Echte Rockband statt KI
In Claudia Webers Hörspiel wird aus den Zeilen ein veritabler Rocksong und auch wenn der Schauspieler, der ihn performt kein Rocksänger ist, überträgt sich unmittelbar die Energie des Songs, die in der Aufforderung: „Erfind‘ dich neu und drück REPEAT“ mündet. Es ist erstaunlich, wie viel Poetizität man diesen Leertexten zutraut. Möglicherweise liegt das auch daran, dass den Song eine echte Rockband eingespielt hat und nicht die Musik-KI „Suno“, deren synthetische Songs man jetzt überall hören kann. Noch sind die digitalen Authentizitätssimulationen schlechter als die der analogen Welt.

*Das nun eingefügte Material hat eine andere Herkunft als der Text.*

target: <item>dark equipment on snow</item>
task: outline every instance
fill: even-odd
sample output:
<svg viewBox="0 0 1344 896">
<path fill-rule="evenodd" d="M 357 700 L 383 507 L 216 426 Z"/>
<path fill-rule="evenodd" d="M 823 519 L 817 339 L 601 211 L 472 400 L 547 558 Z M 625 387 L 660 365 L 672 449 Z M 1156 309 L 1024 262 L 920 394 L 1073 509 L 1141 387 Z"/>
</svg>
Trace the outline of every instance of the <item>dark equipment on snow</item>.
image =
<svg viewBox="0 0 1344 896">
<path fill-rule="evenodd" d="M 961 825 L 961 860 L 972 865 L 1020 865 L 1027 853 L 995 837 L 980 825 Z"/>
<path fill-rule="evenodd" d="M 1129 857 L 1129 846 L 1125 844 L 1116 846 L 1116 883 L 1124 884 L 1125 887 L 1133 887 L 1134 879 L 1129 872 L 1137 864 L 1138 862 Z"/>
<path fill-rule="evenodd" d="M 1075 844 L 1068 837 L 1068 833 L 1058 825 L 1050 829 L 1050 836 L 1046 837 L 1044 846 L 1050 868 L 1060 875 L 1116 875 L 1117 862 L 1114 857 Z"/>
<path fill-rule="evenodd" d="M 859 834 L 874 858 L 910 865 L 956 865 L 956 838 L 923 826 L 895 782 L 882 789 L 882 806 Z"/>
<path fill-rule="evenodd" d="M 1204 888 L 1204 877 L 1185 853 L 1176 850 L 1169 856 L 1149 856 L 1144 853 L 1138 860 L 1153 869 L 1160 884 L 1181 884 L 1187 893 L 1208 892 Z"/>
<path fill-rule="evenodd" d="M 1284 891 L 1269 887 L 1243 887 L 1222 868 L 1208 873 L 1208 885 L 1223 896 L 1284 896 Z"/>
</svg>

Claudia Webers Hörspiel „REPEAT“ reiht sich in gleich zwei Traditionslinien ein. Zum einen in die der französischen Werkstatt für Potentielle Literatur Oulipo („L’Ouvroir de Littérature Potentielle“), die sich in ihrer Textproduktion verschiedenen formalen Zwängen („contraintes“) unterwarfen. Zum anderen in die Tradition eines Mauricio Kagel, der in seiner Hörspielperformance „Der Tribun“ (WDR 1979) Versatzstücke der Rede eines Diktators aneinanderreihte und damit eine gespenstisch realistische Rede produzierte. In Claudia Webers Hörspiel kann man hören, was das Hörspiel kann, wenn es seine Elemente so klug anordnet und miteinander interagieren lässt, dass selbst ein weitgehend sinnloser Text überraschend handlungsreich und selbstreflexiv wirkt.